Issei nodded firmly and got down on his knees, saying a silent prayer over the spot his wife had chosen.

For the occasion, Molly had chosen a small ceramic box that she'd found in a shop in Tokyo. It had a lid that could be sealed with four latches, and so she'd gently scooped out a portion of Rodney's ashes, laying them reverently inside the box that she'd leave with his grandparents.

Hana handed her husband a small, handheld shovel, and with it he dug a deep enough hole for the box. Molly held it out to him and he stood up to take it, bowing deeply to her. Molly bowed back.

Without words, Issei gently placed the box containing his only grandchild's remains in the ground, scooping mounds of dirt back over it and patting it all into place with a finality that choked Molly's throat. The waterfall in the garden rushed in her ears, and her eyes blurred everything around her; she hadn't expected it to be this hard to leave a piece of her husband behind in the ground of a country that she may never visit again.

As Hana began to quietly sing a song whose lyrics Molly could not understand, she let her mind wander and drift, meandering like the fish in the pond.
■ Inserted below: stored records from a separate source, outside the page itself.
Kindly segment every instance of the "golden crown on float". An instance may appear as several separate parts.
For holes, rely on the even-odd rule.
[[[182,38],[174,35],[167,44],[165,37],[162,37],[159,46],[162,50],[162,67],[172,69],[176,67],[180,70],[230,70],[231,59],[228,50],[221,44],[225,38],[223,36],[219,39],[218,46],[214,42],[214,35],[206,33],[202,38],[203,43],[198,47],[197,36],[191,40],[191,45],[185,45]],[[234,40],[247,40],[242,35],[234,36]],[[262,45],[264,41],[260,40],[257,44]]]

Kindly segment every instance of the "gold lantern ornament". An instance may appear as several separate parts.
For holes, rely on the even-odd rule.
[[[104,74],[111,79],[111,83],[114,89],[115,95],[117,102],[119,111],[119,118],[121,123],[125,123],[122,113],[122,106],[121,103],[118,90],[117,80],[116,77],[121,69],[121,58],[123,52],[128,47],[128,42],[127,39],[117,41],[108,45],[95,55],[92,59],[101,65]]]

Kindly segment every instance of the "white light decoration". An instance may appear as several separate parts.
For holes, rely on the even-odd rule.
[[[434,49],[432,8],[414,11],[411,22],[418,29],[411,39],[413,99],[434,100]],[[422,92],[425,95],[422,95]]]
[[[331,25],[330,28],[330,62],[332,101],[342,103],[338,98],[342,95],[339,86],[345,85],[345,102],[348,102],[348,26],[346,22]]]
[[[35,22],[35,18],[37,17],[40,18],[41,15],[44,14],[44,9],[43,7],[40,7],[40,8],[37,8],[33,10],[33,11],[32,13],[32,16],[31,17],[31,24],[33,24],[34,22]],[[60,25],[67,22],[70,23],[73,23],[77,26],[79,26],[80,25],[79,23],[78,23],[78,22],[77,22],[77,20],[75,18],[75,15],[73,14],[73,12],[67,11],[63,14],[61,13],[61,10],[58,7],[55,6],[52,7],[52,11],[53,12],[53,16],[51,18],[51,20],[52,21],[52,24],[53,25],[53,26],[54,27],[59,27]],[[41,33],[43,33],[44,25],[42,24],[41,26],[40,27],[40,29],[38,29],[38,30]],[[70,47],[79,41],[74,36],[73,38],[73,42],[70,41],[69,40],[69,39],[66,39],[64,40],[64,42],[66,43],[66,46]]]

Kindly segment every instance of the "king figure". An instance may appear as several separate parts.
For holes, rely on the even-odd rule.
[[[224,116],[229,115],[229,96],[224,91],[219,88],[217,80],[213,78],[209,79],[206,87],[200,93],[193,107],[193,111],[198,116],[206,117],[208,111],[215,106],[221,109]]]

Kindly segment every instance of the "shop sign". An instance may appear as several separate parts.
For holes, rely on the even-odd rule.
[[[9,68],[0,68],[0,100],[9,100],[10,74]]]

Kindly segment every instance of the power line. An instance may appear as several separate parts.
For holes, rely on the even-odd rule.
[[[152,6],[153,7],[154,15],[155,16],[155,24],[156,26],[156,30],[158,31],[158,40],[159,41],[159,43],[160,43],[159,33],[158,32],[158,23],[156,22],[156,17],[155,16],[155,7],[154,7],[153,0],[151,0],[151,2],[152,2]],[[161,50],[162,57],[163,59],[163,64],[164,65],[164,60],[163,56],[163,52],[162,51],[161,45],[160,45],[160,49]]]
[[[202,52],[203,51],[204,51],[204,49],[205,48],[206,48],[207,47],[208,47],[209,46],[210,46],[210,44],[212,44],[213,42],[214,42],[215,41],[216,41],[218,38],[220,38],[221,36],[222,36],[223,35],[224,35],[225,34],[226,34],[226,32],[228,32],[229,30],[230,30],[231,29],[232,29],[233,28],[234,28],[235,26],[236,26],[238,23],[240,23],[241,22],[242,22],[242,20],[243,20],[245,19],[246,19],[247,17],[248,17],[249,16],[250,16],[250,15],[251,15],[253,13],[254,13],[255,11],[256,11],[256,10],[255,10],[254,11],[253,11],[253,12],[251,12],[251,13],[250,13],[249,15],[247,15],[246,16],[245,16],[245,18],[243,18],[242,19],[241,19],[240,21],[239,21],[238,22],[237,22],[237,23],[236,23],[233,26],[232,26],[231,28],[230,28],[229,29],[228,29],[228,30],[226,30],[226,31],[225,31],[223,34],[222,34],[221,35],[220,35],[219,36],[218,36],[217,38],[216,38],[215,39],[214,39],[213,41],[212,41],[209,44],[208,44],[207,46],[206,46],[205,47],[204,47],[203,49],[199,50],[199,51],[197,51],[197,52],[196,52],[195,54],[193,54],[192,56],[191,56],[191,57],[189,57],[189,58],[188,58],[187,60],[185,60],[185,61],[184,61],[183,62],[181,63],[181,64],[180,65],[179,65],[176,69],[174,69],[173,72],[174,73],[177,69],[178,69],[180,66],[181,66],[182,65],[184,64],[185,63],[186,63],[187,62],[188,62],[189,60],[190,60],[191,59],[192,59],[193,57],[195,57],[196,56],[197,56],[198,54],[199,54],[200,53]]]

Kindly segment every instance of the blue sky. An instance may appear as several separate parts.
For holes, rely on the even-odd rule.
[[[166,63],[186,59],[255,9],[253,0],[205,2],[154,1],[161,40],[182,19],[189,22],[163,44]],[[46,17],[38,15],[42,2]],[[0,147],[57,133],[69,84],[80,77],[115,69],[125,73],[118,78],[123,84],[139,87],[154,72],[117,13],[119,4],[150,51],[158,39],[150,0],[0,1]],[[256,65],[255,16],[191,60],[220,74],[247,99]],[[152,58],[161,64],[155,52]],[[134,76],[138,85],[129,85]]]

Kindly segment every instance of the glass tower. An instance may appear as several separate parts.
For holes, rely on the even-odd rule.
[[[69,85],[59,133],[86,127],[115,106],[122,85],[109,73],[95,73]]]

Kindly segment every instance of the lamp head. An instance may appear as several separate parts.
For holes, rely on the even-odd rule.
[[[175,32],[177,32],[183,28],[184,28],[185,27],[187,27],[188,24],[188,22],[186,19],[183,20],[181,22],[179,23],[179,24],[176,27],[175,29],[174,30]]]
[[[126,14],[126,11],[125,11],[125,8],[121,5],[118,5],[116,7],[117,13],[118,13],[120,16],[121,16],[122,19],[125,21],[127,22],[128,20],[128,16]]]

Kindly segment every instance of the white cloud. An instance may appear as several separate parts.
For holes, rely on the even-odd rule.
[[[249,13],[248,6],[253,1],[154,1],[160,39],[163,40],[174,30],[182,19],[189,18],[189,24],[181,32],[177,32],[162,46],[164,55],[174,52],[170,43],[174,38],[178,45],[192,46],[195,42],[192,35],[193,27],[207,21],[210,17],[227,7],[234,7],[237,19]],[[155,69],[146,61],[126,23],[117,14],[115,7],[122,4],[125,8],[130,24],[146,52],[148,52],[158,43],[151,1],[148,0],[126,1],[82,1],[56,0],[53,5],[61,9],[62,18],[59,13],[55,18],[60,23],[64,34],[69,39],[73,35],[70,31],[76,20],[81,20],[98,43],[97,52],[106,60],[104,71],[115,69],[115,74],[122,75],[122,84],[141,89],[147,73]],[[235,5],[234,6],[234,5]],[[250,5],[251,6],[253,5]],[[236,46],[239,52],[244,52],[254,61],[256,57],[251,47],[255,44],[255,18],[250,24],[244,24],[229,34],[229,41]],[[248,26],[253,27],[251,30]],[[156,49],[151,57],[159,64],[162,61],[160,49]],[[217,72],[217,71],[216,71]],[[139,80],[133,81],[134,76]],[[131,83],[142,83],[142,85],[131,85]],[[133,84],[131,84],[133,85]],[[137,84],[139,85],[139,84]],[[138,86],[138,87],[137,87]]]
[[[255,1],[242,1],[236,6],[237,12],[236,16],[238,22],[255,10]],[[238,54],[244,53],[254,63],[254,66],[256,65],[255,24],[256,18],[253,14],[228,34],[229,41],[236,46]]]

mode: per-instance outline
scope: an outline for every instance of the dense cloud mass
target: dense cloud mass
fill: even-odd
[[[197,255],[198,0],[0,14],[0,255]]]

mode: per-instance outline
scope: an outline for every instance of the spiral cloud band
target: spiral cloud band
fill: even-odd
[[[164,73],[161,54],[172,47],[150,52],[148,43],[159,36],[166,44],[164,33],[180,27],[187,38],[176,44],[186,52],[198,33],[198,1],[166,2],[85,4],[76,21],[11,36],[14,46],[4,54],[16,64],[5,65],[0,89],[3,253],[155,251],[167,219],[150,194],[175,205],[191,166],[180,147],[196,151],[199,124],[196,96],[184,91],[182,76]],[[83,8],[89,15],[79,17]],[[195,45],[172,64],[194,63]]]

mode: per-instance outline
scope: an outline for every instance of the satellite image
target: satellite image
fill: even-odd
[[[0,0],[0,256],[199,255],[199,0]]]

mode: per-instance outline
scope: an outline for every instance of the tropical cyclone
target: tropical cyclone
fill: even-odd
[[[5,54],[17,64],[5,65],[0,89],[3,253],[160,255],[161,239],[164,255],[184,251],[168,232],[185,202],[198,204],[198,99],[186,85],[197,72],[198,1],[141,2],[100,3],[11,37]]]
Suddenly she was no longer in the backyard of Rodney's Japanese grandparents, but instead she was on the open water with her husband, learning to sail for the first time. Before long, her life took on a shape that included wind and water and canvas. She learned to keep the starboard and port sides level, to set the sails by the wind, and when to lower the sliding keel. Her joyful voice got lost on the wind as she shouted to Rodney with laughter and wind-pinkened cheeks. And once the course was set and the wind had taken hold, there was always a moment when he'd come up to her and grab her around the waist, kissing her neck as he called her his First Mate.

In fact, Rodney had proposed on a sailboat, letting someone else captain for a change so that he could ply Molly with inexpensive champagne and afternoon sunlight. They'd stood near the bow of the boat, watching the water as they sliced through it, each envisioning that they'd cut through their future as smoothly as this vessel traveled across the waves.

But it was never that easy--nothing was. They'd moved to Maui and gotten married, renting a small house while Rodney worked on a fishing boat. There had been many bouts of homesickness for Molly, who didn't like living so far from her family, and there had even been a time when she'd been certain that a woman who Rodney worked with had turned his head and gotten his attention in ways she shouldn't have.